Peter Carellini’s review published on Letterboxd:
The artist who never comprises for corporate success. An archetype we admire - but only if they're successful. If not, there's a damning pit of stubbornness and failure waiting. Inside Llewyn Davis captures that bleakness, and almost hilariously dark vortex, amongst a moody backdrop of 1960s Greenwich Village. The problem of Llewyn Davis (Oscar Isaac's entry into the pantheon of great modern actors) is not that he can't catch a break, but that he's unwillingly set the groundwork for his not being able to catch a break.
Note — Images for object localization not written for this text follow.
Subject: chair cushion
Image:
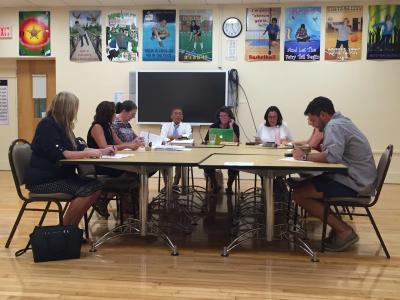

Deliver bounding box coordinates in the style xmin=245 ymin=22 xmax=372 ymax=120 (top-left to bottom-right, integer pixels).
xmin=325 ymin=196 xmax=371 ymax=205
xmin=29 ymin=192 xmax=75 ymax=200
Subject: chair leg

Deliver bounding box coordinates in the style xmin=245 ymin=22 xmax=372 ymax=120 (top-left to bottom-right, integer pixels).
xmin=321 ymin=202 xmax=330 ymax=252
xmin=5 ymin=202 xmax=29 ymax=248
xmin=54 ymin=201 xmax=64 ymax=225
xmin=37 ymin=201 xmax=52 ymax=227
xmin=344 ymin=206 xmax=353 ymax=220
xmin=365 ymin=207 xmax=390 ymax=259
We both laugh and yell at his refusal to sell out to "just existing". Watching him fail is somewhat earned, but then he's almost hilariously punished for it by the universe. For a pride most of us are guilty of? He's not a bad guy. He can just be an asshole, sometimes. He tries to keep saving the cat he accidentally let out of a friend's apartment, though he fails to see his other problems brewing and turn his attention to those problems. Sure, he's created most of his roadblocks, but he's trying. He bears his soul in his singing, maybe cause that's the only way he can express himself. He's at peace, cushioned by a brief respite from pain he can make through his art. Maybe one day he'll be willing to make a compromise that will make him successful. Or maybe he'll create more roadblocks. At least they stem from an honest soul, deep down. It's a painful, melancholy tale to watch, made even better by the underlying, zesty whimsy of the Coen Brothers to really bring you back to that time.
Oscar Isaac's wonderfully raw little singing voice does some pretty heavy lifting. If acting doesn't work out, I'd love to hear an album from him.